Com a família do nosso camarada
Tínhamos  tanto  dinheiro  que  resolvemos vir directamente de comboio, para encontrarmos uma infeliz  algarvia, que ia para Paris, com várias  malas  com  o  enxoval  para  se  casar  com  um  homem  que  ela  nem  conhecia,  mas  a que os pais a tinham prometido, fizemos a viagem no mesmo compartimento, em Tunes, se não  fôssemos nós teria perdido  metade  do  enxoval  na  mudança  do comboio, e  quando a confrontámos com as mudanças que teria que fazer na travessia de barco do Barreiro para chegar  a  Santa  Apolónia,  aí  é  que  ela  percebeu  no  imbróglio  em  que  a  tinham  enfiado.

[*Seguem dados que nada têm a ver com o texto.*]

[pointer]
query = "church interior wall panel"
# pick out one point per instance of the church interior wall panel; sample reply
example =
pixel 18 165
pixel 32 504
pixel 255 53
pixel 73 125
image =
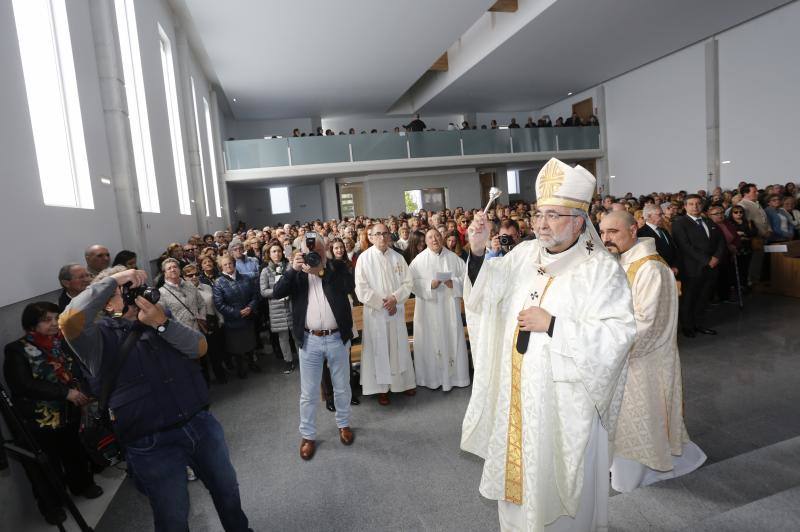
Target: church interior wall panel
pixel 759 115
pixel 655 124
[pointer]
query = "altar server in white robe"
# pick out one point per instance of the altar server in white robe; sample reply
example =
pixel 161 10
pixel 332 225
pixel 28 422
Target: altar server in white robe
pixel 383 284
pixel 440 348
pixel 651 443
pixel 550 325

Comemos do farnel que ela levava, carregámos-lhe as malas até ao cais de embarque, mas na hora de  nos despedirmos dela não nos contivemos  a explicar-lhe que ninguém  a podia obrigar  a  ir  ao encontro  de  um  homem  muito  mais  velho  que  ela  nem  conhecia,  e  que  o mais  sensato  seria  ela   procurar  alguém  amigo,  ficar  por  Lisboa,  vender  as  tralhas  que trazia e juntar o que obtivesse ao dinheiro que os pais lhe tinham dado e seguir com a vida dela como muito bem entendesse, até hoje não sei se ela embarcou ou não. 
Chegámos à  Ota  na  última  hora  do  prazo  estabelecido,  contado  o  dinheiro,  ganhámos  a aposta,  mas  o  resultado  só  foi  confirmado  com  os  testemunhos  do  Zé  de  Portimão,  e  dos outros  com  quem  nos  encontrámos.
Até  hoje  nunca  mais  soube  do  Bandarra,  espero  que ele  leia  esta  historieta  e  dê  a  cara,  e  o  testemunho  do  que  nos  divertimos.